Last week, the Indian Drug Manufacturers’ Association (IDMA), which has 700 drug companies as members, celebrated its 50th anniversary. There was much to celebrate, including the industry’s high growth, wide range of medicines, and its contribution to good affordable drugs. But there are also many factors that may hinder the continuation of the companies’ role as chief supplier of medicines for developing countries.

A main factor of the industry’s success has been the government’s move in 1970 to exclude pharmaceutical drugs from product patents. This paved the way for local companies to produce generic versions of the expensive foreign drugs, and within a few decades they had taken over 80% of the local market, while also supplying cheap medicines abroad.

The situation took a negative turn when the intellectual property agreement known as TRIPS was established in 1995 together with the World Trade Organisation. It disallowed countries from excluding medicines from patentability.

However, TRIPS allowed countries to determine the criteria for an invention that can be granted a patent, and the ability of the government to grant a compulsory licence to local companies to produce the patented products if their requests to patent owners to give a voluntary licence do not succeed.

To implement its TRIPS obligations, India passed changes to its patent law in 2005 so drugs could now be patented. However, the new law also contained flexibilities such as strict criteria for patentability (trivial changes to a patent-expired product would not qualify for a new patent), allowance for public opposition to a patent application before a decision is made, and compulsory licensing. India has one of the best patent laws in the world that still gives some space to its producers to make generic drugs.
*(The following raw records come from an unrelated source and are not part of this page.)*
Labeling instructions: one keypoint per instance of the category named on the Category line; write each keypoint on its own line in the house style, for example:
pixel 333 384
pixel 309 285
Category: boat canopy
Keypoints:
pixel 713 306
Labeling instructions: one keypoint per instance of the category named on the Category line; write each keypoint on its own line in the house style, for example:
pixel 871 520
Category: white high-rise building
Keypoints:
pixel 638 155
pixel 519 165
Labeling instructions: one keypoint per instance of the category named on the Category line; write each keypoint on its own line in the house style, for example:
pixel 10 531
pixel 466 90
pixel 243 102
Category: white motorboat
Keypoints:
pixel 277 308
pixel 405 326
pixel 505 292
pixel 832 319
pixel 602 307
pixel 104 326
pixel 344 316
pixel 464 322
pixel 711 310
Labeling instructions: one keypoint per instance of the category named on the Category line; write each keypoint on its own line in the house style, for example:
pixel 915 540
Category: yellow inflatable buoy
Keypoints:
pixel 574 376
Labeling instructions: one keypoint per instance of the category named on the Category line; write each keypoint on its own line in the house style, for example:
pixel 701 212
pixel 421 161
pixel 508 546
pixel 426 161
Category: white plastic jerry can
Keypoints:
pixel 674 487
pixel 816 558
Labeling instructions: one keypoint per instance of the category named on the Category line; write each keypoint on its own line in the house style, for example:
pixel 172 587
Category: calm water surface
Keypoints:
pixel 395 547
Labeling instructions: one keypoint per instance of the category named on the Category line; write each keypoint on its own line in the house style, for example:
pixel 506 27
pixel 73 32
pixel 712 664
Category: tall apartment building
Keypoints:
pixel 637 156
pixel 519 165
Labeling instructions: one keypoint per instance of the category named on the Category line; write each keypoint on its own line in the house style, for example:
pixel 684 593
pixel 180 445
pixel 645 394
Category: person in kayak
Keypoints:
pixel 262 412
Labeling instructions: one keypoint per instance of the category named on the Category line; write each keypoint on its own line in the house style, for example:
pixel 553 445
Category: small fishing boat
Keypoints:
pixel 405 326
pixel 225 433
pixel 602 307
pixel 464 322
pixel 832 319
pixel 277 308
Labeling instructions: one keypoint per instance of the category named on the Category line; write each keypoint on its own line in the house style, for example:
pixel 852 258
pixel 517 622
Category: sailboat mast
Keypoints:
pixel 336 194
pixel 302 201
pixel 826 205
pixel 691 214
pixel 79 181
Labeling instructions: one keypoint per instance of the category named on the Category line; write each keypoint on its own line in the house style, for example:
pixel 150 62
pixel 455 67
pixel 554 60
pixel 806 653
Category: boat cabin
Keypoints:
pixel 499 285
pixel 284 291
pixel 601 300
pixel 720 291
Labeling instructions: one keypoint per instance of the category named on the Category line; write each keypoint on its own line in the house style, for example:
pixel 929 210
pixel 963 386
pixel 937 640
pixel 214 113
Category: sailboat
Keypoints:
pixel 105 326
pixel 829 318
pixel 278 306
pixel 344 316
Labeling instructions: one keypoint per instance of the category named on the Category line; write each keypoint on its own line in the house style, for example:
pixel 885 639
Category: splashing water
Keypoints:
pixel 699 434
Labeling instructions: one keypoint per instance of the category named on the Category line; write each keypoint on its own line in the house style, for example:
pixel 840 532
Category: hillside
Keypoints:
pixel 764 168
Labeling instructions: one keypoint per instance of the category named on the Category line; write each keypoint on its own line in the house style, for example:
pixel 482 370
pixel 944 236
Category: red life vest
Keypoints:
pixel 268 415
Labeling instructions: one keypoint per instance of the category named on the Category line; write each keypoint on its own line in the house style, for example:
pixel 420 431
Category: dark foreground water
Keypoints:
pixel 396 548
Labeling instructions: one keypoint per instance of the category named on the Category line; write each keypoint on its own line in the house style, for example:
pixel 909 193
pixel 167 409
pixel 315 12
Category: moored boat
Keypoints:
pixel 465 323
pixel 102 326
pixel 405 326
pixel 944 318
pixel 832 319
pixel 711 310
But it is also true that the old policy space has been eroded because many new drugs since 2005 have been patented by multinational companies which are selling them at exorbitant prices.

Indian companies can no longer make their own generic versions of these new medicines unless they successfully apply to the government for compulsory licences, and that is quite cumbersome; or unless they obtain a licence from the patent-owning multinational, and that usually comes with stringent conditions, especially for export. Another worry is that India is negotiating a free trade agreement with the European Union. Such agreements usually contain provisions such as data exclusivity and extension of the patent term, which prevents or hinders generic production. Finally, six Indian companies have recently been bought up by large foreign firms. If this trend continues, the Indian drug market may be dominated by multinationals again. It is uncertain whether they will continue to supply the developing world with cheap generic medicines when this may be in conflict with their own branded products. International health organisations such as Unaids, Unitaid and Doctors Without Borders have raised their serious concerns that these recent trends may threaten India’s role as the chief supplier of affordable medicines to Africa and other developing countries. “Millions will die if India cannot produce the new HIV-AIDS medicines in future, it is a matter of life and death,” said Michel Sidibe, Unaids executive director, during a visit to India last year.

Thus, a strategy is needed that involves the government and the drug companies, that ensures the local drug industry continues to thrive, that it produces not only the existing medicines but also new medicines even if they are patented, and that they are supplied at cheap prices not only in India but to the developing world, too. That was the sobering message that emerged at last week’s 50th anniversary conference of the Indian drug association, even in the midst of congratulations on the achievements of the past.